Using cloud-init with vSphere and openSUSE 15.4

Rapidly deploying Linux servers to meet a whim represents the essence of home lab activities, but we spend a great deal of time spinning/configuring machines to meet our specs.

Worse, we lose a great deal of time keeping them properly configured and up to date, and none have the privilege of unlimited lab time.

Let's explore a way to get a base template implemented in vSphere 7 and enable the machine to boot with customizations like hostname, IP address, startup scripts, etc.

Constructing a VM Template

First, let's pick up a fresh operating system installer ISO from opensuse.org. Since this is a home lab / server-style deployment, I'd recommend using the network image - we'll add everything we want later.

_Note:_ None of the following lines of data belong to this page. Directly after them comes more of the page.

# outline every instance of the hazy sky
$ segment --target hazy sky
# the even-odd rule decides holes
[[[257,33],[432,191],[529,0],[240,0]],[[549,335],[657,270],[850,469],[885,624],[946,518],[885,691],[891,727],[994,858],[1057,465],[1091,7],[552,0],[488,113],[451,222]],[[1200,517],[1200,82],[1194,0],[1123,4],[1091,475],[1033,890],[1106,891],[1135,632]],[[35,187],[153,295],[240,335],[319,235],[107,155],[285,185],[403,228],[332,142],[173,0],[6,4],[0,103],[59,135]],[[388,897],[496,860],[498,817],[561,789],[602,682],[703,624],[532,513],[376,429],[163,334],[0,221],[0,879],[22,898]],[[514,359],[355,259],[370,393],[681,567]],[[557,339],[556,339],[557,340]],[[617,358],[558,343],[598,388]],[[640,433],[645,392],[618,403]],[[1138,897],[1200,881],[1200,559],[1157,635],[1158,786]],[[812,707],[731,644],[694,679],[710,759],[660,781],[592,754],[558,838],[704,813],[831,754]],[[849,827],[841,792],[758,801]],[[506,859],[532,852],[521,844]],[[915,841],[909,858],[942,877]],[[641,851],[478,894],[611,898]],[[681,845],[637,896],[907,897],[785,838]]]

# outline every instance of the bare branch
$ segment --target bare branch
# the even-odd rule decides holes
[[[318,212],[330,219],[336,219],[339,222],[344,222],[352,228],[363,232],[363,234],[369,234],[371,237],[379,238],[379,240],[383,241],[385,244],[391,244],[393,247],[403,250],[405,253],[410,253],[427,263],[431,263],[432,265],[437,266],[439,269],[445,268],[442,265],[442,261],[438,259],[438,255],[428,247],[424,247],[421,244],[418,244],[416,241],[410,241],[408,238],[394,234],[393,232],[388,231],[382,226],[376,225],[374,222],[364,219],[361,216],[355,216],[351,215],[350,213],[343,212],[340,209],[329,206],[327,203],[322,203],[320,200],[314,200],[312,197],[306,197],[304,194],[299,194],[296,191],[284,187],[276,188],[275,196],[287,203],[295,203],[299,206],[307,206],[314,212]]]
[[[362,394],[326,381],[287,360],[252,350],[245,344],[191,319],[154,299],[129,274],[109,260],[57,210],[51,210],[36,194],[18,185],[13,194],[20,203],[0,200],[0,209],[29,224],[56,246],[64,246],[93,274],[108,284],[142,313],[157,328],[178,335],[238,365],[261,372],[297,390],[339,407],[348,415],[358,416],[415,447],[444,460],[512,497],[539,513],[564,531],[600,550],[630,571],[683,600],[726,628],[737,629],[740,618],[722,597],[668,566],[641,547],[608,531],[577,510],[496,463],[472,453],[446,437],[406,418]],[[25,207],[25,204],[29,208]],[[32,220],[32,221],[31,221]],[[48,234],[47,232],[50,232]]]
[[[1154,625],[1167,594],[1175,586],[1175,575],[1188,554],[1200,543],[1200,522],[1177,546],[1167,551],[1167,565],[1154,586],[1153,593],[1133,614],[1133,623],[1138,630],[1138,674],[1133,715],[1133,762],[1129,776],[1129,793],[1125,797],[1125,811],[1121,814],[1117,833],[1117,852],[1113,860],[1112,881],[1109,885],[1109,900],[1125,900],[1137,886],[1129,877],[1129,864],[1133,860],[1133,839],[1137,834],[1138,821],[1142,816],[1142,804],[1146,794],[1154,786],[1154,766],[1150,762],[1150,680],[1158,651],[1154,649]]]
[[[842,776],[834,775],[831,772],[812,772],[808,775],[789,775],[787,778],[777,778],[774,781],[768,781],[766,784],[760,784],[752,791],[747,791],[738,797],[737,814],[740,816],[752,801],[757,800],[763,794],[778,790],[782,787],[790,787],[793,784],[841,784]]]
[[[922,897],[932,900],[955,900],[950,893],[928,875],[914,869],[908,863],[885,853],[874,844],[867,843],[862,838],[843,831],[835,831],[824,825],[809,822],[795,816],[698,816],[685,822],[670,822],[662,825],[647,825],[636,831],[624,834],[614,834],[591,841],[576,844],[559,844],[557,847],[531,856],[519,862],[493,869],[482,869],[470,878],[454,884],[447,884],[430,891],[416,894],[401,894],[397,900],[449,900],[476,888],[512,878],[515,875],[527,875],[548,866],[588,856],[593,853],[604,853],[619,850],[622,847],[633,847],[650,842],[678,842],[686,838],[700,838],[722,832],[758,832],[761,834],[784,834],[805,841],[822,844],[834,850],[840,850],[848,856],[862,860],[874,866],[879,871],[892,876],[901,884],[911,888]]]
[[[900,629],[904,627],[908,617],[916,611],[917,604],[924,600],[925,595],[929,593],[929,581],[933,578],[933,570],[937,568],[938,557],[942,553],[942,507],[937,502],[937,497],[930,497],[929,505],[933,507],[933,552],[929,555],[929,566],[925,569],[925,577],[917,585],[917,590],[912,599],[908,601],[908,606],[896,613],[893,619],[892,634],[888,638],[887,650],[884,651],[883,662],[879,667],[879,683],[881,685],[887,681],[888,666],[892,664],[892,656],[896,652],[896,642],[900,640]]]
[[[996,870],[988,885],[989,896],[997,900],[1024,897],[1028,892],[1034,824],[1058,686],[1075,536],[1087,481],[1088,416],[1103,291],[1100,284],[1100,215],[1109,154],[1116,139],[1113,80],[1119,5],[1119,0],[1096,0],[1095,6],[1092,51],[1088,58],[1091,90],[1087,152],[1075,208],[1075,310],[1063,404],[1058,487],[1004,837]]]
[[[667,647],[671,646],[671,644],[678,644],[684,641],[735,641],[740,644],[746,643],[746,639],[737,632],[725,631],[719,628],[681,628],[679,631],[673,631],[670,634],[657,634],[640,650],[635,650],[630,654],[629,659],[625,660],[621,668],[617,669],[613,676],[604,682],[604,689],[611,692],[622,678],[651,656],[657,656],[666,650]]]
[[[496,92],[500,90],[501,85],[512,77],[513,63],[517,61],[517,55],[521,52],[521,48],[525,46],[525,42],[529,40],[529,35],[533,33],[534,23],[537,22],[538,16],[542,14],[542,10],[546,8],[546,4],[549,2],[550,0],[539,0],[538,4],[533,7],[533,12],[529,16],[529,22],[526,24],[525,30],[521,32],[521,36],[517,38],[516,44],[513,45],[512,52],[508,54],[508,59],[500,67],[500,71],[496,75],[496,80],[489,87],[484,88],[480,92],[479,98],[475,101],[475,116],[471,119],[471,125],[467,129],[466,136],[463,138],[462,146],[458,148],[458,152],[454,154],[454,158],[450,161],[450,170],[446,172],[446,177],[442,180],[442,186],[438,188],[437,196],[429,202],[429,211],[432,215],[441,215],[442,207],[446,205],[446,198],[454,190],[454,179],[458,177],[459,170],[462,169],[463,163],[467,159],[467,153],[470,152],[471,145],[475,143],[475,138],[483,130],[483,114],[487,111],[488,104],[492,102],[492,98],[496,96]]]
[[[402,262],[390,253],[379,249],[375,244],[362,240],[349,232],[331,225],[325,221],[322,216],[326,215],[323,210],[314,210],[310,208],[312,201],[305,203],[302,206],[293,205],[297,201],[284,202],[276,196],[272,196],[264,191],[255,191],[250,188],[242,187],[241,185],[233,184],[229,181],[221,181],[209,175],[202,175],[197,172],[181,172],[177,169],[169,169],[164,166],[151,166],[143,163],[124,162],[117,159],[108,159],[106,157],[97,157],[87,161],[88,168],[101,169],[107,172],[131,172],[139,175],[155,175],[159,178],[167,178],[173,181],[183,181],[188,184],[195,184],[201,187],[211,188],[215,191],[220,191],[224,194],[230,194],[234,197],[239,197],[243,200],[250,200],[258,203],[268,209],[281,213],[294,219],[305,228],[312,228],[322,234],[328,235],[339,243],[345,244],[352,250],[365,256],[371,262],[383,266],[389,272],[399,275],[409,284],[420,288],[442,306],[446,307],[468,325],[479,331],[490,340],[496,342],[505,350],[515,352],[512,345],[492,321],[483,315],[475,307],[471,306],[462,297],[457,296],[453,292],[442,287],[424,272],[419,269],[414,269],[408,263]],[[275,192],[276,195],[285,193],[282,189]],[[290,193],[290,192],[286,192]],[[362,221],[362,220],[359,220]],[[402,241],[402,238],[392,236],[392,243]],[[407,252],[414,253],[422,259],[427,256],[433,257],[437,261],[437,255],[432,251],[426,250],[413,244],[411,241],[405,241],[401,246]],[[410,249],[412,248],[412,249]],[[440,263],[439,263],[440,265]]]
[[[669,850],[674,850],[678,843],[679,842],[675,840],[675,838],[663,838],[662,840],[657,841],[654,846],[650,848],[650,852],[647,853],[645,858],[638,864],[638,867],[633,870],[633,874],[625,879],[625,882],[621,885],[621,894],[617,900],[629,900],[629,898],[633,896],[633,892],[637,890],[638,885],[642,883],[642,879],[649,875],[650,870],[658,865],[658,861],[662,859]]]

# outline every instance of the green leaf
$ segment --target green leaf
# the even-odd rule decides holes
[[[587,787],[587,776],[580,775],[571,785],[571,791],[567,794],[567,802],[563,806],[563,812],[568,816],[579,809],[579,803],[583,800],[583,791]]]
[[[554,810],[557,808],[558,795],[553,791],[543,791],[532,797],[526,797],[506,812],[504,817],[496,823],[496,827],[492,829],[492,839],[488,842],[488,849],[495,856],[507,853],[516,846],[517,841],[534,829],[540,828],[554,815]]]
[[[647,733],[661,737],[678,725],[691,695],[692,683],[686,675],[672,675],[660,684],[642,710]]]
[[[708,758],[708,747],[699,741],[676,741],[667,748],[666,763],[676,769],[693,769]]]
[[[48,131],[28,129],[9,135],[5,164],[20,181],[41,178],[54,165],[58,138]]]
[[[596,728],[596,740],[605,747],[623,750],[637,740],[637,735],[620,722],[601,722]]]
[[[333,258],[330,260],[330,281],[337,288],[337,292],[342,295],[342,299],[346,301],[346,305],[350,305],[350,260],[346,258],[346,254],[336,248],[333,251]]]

Upload the ISO file to a datastore. This step will allow the installation process to run unattended, even if you shut down the client:

ISO Image Upload

Create a virtual machine, and name it accordingly. Attach the datastore ISO:

Virtula Machine Hardware

Boot the Linux machine. During the installation wizard, ensure that a logical volume manager (LVM2). I've found that when you build a clone template, any disk size you choose will be wrong in the application owner's mind, so plan for the future.

After the installation is complete, disconnect the CD/DVD virtual drive! If you fail to do this on shared infrastructure, the VI admins will have a difficult time with the VM - and in a home lab, that's you. Establish good habits to make responsible tenancy easy.

Remove ISO!

Start up the machine, and use zypper to install any packages or keys that may be required to administer the device. In a home lab, CA certificates and SSH keys are OK - but an enterprise environment should have an automated, repeatable way to lifecycle trust in the event of a compromise.

Once that's done, let's install cloud-init. This software package is incredibly useful, but it isn't available by default with OpenSUSE Leap:

Zypper Install Cloud-Init

After installing the package, ensure it's enabled with:

1systemctl enable cloud-init  
2systemctl enable cloud-init-local  
3systemctl enable cloud-config  
4systemctl enable cloud-final  
5cloud-init clean  

Cloud-Init

Cloud-init is a project managed by Canonical to standardize VM customization on boot, making IaaS more "cloudy", regardless of hosted location. It is structured to receive configuration data from a datasource and abstracts the specific inputs from other "clouds" to the IaaS workload (VM) as consistent instructions. The customization software will use these data sources as "drop points" to transform the cloud-specific instructions (OVF, Azure, EC2) to a common configuration (Metadata, Userdata).

metadata should represent the workload's system configuration, like hostname, network configuration, and mounts.

userdata should represent the workload's user space configuration, like Ansible playbooks, SSH keys, and first-run scripts. With the current state, I would tend towards using automation to register a workload with Ansible and perform that configuration centrally. It's neat that this level of customization is offered, though - cloud-init can automatically register with centralized orchestrators like SaltStack and Puppet on startup.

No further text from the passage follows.